Is it because the ESXI IP adress is on the managment LAN and not on the LAN with Pfsense and Ubuntu ?Thanks
-
@ewok2 NUT client requests from ESXi will originate from the IP Management Address of ESXi (Where you access the ESXi UI). So that needs to be reouted and allowed into the NUT server on your pfSense (on whatever interface packets from ESXi will arrive on)
-
Thanks for Help, but not sure to fully understand...
You mean I need to NAT from ESXI-IP:3493 to pfsense-IP:3493 ?

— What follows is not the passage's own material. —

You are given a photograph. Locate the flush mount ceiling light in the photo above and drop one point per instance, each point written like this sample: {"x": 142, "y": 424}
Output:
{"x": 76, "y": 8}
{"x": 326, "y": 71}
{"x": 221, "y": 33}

(with associate rules that allow) -
@ewok2 I can’t say, because I need to know your network setup details a lot better to give a clear answer. But if your ESXI servers IP adress is in the same IP subnet as the LAN interface on your pfSense, then no NAT or routing should be needed - just an allow rule from ESXi’s IP adress to pfSense LAN IP, port xxxx (NUT server port) on pfSense’s LAN interface.
-
Yes my ESXI IP is X.Y.Z.A and the pfsense adress is Y.Y.Z.B
But (i don't know if it isa problem) on ESXI I have 2 virtual LAN :
- one "Managment" for the managment with only the IP of ESXI
- one "Local" for all other VM (including pfsense)
=> All the IP are on the same subnet xith ony the last digit of the IP adress which change.
On Pfsense I have a rule in my "Local" Vlan that allow all trafic form all IP and port if in the Vlan
=> But it does not works from the ESXI
So I was wondering if the "Managment" VLAN "exist" from pfsense point of vue? or if PFSense consider VLAN only if host is in IP range X.Y.Z.0/24 ?
-
@ewok2 Two IP addresses can only talk together if:
1: They are ind the same IP Subnet and VLAN fx: 192.168.1.x/24
2: A router (default gateway) exists for both parties on each of their subnets (and normally VLAN), that can send the packets on to the destination host.In your case it sound like you ESXi’s management network and your Virtual machine network are actually on the same VLAN (This is also the default of a fresh installed ESXi).
But you have chosen to put your ESXi’s IP adress in one subnet, and your Virtual machines LAN interfaces in another subnet. So they cannot talk together - which is why it doesn’t work.
This is very bad network design - you should only have one IP subnet in one VLAN. So in your case you should consider:- Change your ESXi’s IP adress to be the same IP subnet as the Virtual machines - since they already share the same VLAN.
The alternative - with ESXi in its own management VLAN is too complicated to explain in text if you are not well versed in VLANs, IP subnets and routers.
-
Hello
Thanks for help
I check all subnet and confirm that both Local and MAnagment are in the same subnet.
Yes it not cleen ;-)
But trying to add a new IP in esxi => seem's not to work better...
Then returning to inital conf
And it works ???I should have relaunch a service that had update something...
So can't explain why exactly but it works.Thanks for help
-
@ewok2 said in Nut Client Server error with ESXI:
Is there some port forwarding to do ?
See post #2 in the NUT support thread for information on allowing network access.